I first learned of Fosco Maraini's travels to Tibet (though he was denied official permission to enter Lhasa), from his daughter, Dacia, at a literary evening. Though I realize I am reading this book nearly six decades after it first came to print, it is as fresh and alive for me today as it would have been then. Fosco Maraini is a masterful writer who can capture the most delicate nuance as commonplace, so everyone can see it. The writing is breathtakingly beautiful.


I will give a small example here, towards the end of the book. It is his last evening at Gangtok, the southernmost gateway to Tibet just north of Sikkim, India, where their travels are coming to an end. After a day of rain, the moon appears through the clouds:


"A faint, ethereal --I should like to call it silent-- curve of light emerges imperceptibly from the dark abysses of the forest and stretches across the sky to fade equally imperceptibly into the patches of light reflected from the roofs above the temple and the palace, where Pema Choki lies asleep with her black hair on a white pillow. It is only the ghost, the memory of a rainbow, the faintest suggestion of pink and blue tones, to be guessed at rather than seen, suspended between one nothing and another in the darkness of the night."

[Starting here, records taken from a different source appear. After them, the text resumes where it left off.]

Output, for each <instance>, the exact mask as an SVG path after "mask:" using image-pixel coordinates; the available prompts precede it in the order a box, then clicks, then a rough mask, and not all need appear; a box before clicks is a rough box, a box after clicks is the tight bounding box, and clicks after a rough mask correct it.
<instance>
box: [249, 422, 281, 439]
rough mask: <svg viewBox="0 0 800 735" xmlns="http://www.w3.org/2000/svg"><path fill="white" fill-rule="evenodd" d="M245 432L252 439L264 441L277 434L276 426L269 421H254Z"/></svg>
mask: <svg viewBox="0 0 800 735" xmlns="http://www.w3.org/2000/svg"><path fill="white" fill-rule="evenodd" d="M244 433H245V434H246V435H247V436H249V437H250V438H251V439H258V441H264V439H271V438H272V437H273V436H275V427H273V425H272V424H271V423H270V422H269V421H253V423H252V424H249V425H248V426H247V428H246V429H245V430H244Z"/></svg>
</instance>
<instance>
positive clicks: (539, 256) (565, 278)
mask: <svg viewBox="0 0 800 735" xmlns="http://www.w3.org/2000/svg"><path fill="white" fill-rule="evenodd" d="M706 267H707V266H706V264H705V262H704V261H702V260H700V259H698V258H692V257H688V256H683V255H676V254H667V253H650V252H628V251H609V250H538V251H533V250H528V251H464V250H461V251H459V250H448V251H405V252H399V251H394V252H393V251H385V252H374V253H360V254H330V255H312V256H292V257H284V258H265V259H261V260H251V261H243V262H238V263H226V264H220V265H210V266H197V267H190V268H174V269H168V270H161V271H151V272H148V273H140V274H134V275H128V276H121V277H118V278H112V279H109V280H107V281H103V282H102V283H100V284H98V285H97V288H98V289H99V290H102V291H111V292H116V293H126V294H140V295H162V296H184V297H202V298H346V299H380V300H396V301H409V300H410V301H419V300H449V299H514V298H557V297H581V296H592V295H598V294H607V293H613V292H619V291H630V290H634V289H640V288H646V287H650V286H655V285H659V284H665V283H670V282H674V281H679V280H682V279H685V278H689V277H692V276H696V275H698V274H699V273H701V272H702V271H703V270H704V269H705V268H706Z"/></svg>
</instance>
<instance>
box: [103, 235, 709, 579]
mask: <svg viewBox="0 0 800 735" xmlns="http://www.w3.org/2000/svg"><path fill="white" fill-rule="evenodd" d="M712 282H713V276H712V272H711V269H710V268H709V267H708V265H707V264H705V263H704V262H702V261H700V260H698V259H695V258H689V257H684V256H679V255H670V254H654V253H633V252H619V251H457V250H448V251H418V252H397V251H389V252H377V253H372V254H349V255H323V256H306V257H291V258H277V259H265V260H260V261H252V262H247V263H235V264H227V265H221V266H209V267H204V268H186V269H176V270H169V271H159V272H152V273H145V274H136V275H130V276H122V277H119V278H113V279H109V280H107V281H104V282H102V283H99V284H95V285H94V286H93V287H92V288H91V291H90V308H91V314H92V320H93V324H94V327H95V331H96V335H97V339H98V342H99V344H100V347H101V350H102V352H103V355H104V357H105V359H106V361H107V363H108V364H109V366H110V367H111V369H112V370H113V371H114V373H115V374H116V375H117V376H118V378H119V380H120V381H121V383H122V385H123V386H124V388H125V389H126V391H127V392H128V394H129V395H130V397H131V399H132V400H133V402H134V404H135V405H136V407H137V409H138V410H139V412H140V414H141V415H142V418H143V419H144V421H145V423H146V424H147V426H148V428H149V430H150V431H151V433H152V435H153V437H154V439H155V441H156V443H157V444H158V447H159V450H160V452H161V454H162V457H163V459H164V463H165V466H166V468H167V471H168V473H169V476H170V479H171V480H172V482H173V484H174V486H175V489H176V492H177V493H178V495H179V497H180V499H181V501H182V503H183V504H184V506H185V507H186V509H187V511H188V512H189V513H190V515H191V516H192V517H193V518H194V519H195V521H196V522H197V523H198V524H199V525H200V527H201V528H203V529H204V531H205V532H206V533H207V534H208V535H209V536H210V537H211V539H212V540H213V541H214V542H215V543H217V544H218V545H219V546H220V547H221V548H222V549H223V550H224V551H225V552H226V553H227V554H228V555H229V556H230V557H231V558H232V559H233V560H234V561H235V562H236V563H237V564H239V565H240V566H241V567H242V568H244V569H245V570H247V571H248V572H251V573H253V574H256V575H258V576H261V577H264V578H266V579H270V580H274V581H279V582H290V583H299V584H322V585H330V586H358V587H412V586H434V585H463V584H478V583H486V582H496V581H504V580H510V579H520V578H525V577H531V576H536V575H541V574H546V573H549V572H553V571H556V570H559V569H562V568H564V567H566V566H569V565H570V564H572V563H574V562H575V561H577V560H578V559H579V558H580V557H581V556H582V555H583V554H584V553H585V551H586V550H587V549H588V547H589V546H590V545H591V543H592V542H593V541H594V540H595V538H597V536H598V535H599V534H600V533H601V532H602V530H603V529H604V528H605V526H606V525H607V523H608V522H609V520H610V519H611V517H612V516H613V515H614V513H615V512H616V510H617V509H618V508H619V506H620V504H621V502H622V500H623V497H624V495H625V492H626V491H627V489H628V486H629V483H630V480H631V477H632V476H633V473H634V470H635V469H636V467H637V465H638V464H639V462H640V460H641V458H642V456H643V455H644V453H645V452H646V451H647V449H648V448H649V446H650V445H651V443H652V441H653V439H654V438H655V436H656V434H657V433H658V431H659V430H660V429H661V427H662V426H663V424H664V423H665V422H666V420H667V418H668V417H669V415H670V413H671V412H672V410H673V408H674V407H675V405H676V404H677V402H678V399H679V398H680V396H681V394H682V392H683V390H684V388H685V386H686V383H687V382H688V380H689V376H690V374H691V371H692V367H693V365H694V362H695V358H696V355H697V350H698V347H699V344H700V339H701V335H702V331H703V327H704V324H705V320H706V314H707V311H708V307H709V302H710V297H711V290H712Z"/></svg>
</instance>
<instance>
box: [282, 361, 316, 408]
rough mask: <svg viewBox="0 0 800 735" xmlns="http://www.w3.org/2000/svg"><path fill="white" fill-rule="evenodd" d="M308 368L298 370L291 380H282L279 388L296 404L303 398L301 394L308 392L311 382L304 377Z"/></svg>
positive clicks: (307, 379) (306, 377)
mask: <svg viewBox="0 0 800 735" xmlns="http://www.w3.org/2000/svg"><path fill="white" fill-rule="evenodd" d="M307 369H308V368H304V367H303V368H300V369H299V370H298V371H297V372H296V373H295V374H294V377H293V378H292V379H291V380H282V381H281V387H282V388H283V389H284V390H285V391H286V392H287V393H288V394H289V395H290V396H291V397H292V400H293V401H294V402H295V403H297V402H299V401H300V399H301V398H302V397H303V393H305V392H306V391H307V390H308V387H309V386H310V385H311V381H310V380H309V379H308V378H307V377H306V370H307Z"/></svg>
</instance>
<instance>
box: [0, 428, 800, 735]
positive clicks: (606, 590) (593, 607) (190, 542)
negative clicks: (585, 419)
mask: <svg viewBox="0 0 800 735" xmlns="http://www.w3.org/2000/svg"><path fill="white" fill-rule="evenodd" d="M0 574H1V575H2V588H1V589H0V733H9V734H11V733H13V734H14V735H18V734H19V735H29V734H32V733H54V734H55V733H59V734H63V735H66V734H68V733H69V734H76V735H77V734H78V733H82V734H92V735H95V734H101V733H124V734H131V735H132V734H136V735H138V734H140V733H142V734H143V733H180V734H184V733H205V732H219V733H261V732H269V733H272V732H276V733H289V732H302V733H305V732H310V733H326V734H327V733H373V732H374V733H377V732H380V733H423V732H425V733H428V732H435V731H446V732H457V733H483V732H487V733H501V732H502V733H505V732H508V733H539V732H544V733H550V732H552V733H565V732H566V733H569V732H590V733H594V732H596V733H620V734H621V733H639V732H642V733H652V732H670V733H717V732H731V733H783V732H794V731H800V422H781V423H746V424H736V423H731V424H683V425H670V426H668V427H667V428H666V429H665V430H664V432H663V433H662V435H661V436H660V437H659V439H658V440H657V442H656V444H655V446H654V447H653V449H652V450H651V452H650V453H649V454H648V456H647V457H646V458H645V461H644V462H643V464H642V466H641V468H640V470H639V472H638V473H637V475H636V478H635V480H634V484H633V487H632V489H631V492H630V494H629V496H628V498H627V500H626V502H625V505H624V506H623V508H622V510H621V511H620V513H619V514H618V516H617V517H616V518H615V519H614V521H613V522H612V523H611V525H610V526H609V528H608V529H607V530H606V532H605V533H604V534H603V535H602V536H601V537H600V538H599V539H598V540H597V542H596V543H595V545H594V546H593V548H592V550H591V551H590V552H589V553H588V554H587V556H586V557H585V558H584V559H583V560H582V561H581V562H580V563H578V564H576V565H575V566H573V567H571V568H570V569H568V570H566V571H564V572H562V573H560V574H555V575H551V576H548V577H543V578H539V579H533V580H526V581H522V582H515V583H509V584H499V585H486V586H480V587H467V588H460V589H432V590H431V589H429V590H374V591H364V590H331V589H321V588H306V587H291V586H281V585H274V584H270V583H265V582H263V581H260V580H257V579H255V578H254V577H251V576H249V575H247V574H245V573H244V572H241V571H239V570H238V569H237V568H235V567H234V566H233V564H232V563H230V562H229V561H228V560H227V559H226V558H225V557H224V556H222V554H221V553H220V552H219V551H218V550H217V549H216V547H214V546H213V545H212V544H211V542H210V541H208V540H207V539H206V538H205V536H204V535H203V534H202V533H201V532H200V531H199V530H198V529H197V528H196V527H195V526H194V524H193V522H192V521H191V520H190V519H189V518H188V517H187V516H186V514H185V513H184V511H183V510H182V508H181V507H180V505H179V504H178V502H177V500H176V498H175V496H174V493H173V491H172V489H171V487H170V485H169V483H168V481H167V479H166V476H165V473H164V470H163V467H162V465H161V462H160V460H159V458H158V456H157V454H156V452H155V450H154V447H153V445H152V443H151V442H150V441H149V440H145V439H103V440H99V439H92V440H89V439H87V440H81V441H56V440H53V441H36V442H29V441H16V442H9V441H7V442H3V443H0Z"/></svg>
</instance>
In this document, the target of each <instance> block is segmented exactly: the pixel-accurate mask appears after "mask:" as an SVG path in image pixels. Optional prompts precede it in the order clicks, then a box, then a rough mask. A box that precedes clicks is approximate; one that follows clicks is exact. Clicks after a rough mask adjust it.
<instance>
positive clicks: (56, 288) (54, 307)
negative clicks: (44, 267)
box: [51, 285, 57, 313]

This is poetry. Such sublime imagery is throughout the near three hundred pages (hardback), which makes it an absolute delight to read. One learns that Fosco was rather fond of Princess Pema, her picture is in the book too, and that their spirited talks and laughter bordered on flirtation. But she was a princes respected, intelligent, and certainly lovely. His friendship was genuine. But he also as an anthropologist and photographer, and masterful writer, displays the subtleties of material and spiritual Tibet, which he brings to the forefront with finely composed imagery that enlighten us almost as if being there. His many personages he writes about become real for the reader, the tall well formed Tibetans from their vast valleys, the eccentric artists or officials or recluses, village friends and their yak butter tea, sacred ceremonies and dance, quiet little Nepalis busy as industrious bees, the mysterious Hindus, and proud almost arrogant Moslems, all contrast with the stiffly dressed administrative, rational Europeans carrying on business of state. But that condition was about to change, as India broke away from the British Empire, and China was barreling headlong (unbeknown to Maraini then) towards Communism... which in the end extinguished a whole way of life, a Tibet of Feudalism and monasteries, of free nomads and monks and lamas, that may never be again. In that, this book is a valuable 'archeological' treasure of a people and a culture that lasted over a thousand years, and now except for remnants in exile, has largely vanished. Maraini captured it like a artist's black and white still-shot with all the elements of a well composed, masterful photograph that draws you in into its hidden mysteries. I feel rewarded inside, and though I had never been to Tibet (Nepal was closest) I will now scheme to get there, whether in person or in spirit, to taste that Tibet Maraini and his mentor, Prof. Giuseppe Tucci, felt in their soul. It was the end of an era, an ancient, mysterious, dramatic, sacred and profane, all too human free way of life. Secret Tibet brings it back for us.


Truly well done, Signor Maraini. It is one of the few books where upon finishing it I wanted to stand up and applaud. Bravo!